- Two hundred years ago, when the United States was a modest commercial republic, the president could take a walk down Pennsylvania Avenue -- by himself -- and talk to anyone who approached him. If he wasn't on a walk outdoors, he was most likely at home, and you could speak to him by knocking on the door of the White House and presenting yourself.
The Hamiltonians and their agenda of mercantilism, paper money, and presidential exaltation had been humiliated in the election of 1800. Jeffersonianism had prevailed against them. And though Jefferson made some missteps during his presidency -- not even Jefferson could be fully trusted with power -- the policy bias was clear: frugality, free trade, peace, hard money, and decentralized government.
Today? The president moves about like Caesar Augustus, with a vast, graded court of civil and military aides, doctors, secretaries, valets, hairdressers, makeup artists, bodyguards, drivers, baggage handlers, cooks, food tasters, Praetorian guards, snipers, centurions, bulletproof limos, a portable hospital, and an armored rostrum. And that's when he travels in the U.S.
When Bush visited Ottawa, members of Parliament were refused entry into their own legislature by the massed power of the Secret Service, in violation of Canadian law. When Bush visited London, 5,000 additional police were assigned to protect him. Parks and streets and neighborhoods were closed. Riflemen thronged the roofs. The queen was horrified by the trashed condition of the grounds and great rooms of Buckingham Palace, but that meant nothing relative to the security of the emperor.
He counts far more than any other human being on earth. So, of course, every event is staged to the extreme. The president is spoken to by no regular person.

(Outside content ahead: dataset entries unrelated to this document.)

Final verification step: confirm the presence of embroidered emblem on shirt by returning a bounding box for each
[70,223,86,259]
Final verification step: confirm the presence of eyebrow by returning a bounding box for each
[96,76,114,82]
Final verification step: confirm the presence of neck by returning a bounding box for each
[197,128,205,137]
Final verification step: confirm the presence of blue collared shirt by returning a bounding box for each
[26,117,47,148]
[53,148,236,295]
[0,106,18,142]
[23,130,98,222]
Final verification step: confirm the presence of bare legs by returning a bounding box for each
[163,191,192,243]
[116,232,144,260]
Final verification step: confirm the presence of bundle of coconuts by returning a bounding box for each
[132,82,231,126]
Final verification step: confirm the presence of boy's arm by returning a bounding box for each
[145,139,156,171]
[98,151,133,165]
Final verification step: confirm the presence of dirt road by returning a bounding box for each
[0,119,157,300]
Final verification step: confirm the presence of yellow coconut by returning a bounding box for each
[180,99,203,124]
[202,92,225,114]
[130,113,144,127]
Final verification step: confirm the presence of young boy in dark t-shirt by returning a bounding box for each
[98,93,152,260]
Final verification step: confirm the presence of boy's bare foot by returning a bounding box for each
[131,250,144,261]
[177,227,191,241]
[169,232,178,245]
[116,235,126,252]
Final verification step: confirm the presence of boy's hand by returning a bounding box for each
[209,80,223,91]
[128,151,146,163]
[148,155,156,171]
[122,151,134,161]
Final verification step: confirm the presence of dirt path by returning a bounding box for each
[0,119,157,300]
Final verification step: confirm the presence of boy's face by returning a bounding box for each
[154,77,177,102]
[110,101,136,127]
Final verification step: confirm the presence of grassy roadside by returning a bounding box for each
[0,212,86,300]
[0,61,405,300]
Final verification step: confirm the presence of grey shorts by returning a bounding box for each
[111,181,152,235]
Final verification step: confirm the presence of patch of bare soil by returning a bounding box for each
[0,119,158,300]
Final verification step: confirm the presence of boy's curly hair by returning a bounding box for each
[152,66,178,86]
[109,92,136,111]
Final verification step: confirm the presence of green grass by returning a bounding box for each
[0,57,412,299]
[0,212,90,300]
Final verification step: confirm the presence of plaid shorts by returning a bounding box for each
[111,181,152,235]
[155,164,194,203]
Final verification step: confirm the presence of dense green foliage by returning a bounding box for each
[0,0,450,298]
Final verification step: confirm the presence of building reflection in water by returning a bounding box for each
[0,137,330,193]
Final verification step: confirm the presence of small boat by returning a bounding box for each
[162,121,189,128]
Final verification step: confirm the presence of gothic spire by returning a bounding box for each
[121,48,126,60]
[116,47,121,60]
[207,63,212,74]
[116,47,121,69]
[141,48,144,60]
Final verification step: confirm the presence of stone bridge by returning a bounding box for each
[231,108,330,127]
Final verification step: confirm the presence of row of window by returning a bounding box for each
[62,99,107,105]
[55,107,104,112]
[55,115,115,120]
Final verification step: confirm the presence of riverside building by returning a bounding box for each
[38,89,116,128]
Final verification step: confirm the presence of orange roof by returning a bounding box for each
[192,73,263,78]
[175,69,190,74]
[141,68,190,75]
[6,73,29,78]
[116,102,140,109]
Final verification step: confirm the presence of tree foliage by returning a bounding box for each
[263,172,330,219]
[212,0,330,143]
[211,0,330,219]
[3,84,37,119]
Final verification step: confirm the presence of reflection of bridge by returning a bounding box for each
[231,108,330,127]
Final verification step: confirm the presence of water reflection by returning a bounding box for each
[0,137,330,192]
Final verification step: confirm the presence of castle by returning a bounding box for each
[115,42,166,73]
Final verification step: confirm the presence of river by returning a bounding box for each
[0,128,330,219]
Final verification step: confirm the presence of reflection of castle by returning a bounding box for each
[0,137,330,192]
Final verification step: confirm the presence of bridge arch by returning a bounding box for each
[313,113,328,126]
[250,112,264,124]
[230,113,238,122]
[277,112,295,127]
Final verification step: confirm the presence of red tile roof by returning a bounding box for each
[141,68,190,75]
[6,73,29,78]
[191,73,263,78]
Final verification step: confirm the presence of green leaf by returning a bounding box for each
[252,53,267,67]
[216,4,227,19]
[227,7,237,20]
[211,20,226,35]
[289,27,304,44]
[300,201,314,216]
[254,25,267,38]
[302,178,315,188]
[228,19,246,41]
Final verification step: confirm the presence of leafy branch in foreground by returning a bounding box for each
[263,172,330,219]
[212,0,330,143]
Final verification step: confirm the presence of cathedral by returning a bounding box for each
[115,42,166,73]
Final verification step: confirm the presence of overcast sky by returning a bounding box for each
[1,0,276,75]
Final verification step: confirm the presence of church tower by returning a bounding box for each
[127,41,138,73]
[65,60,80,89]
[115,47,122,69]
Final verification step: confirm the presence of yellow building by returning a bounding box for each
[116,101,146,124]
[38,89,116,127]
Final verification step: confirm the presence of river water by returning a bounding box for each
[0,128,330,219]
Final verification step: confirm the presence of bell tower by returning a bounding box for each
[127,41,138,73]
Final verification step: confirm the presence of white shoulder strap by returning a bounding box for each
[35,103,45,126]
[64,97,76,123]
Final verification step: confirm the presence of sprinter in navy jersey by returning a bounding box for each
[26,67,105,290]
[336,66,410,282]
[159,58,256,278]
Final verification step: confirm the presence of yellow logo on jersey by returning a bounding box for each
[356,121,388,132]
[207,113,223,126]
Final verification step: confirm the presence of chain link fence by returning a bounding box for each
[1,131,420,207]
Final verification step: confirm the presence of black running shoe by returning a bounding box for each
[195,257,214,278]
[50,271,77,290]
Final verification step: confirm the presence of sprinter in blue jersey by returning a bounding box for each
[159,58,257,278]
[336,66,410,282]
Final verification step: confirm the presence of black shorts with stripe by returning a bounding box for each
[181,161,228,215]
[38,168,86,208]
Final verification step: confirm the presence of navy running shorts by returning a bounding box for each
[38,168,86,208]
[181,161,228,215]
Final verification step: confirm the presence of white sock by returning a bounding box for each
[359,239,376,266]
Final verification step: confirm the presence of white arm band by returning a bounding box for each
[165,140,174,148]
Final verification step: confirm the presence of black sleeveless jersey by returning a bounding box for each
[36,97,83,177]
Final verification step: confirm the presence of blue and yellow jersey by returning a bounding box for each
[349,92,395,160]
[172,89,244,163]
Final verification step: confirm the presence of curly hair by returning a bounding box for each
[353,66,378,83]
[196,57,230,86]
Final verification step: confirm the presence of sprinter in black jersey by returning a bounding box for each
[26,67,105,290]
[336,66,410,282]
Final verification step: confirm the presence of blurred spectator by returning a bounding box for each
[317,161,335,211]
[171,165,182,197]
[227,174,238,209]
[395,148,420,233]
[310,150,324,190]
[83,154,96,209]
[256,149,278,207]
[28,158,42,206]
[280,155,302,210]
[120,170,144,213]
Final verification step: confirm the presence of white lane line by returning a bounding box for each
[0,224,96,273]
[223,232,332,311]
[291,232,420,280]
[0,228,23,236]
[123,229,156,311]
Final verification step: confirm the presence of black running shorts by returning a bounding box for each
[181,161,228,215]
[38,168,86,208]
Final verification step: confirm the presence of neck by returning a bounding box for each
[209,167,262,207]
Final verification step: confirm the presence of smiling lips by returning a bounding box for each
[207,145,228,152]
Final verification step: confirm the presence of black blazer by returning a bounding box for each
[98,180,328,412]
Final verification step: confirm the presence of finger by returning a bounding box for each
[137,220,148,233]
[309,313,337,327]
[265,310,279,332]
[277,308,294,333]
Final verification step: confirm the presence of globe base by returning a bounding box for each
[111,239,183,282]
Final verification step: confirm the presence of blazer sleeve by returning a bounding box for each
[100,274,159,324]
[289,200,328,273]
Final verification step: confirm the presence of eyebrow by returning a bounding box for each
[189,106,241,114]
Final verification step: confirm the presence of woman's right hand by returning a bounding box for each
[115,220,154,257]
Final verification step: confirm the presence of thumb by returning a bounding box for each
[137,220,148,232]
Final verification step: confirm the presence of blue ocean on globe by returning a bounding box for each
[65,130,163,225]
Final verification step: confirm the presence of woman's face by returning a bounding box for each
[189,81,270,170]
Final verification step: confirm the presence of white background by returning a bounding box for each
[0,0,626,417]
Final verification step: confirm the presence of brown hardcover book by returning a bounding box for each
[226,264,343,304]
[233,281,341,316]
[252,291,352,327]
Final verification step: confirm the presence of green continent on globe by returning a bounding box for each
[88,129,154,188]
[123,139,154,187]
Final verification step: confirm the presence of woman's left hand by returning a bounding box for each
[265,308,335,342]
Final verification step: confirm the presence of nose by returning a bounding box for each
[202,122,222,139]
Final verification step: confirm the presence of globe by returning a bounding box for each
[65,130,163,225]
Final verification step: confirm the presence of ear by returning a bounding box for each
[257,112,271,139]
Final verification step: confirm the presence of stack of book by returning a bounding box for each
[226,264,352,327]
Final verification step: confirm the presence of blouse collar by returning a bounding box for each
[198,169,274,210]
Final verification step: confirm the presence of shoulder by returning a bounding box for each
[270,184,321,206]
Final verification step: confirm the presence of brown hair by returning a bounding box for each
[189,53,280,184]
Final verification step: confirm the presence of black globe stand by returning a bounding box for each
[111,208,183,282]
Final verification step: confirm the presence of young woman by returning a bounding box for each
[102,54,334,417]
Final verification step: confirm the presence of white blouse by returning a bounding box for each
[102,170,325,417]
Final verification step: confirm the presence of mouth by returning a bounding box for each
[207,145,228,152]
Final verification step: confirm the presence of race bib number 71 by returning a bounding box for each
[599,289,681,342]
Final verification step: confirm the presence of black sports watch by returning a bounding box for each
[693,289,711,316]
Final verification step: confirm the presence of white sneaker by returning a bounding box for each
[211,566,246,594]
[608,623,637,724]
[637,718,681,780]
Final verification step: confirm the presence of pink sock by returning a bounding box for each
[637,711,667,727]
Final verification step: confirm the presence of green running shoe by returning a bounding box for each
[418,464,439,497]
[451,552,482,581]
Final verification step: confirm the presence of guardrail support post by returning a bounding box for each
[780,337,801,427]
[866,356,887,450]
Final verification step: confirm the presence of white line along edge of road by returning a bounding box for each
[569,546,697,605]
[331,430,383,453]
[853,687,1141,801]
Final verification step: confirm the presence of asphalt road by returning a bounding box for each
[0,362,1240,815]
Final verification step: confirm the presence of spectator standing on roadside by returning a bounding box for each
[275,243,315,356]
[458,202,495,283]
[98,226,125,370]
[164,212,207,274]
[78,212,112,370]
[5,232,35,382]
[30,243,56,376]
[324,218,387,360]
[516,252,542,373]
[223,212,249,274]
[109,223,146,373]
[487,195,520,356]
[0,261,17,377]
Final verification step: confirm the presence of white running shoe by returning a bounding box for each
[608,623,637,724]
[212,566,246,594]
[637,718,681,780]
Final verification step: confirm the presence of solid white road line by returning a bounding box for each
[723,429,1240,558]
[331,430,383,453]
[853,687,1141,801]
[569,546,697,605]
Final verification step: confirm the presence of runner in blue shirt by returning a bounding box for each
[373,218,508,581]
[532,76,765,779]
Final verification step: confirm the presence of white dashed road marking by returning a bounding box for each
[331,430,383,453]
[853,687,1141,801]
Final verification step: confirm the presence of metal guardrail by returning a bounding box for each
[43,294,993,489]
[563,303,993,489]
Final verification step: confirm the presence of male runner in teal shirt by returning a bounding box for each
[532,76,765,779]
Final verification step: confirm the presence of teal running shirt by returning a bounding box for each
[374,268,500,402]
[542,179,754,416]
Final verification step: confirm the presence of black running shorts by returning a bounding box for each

There are as many walls that separate us from him as between the supposed government of Iraq and its people or the old Soviet Politburo and the Russian people. These people live and breathe fear.
The paranoia of the Bush circle has infected the whole regime. The entire government -- elected officials, appointed staff, permanent bureaucracy -- has shifted in the last decade from pretending to be the people's servants to admitting that they regard the people as a threat. Thus do we see the stream of legislation permitting ever more powers to spy, confiscate, and jail without trial.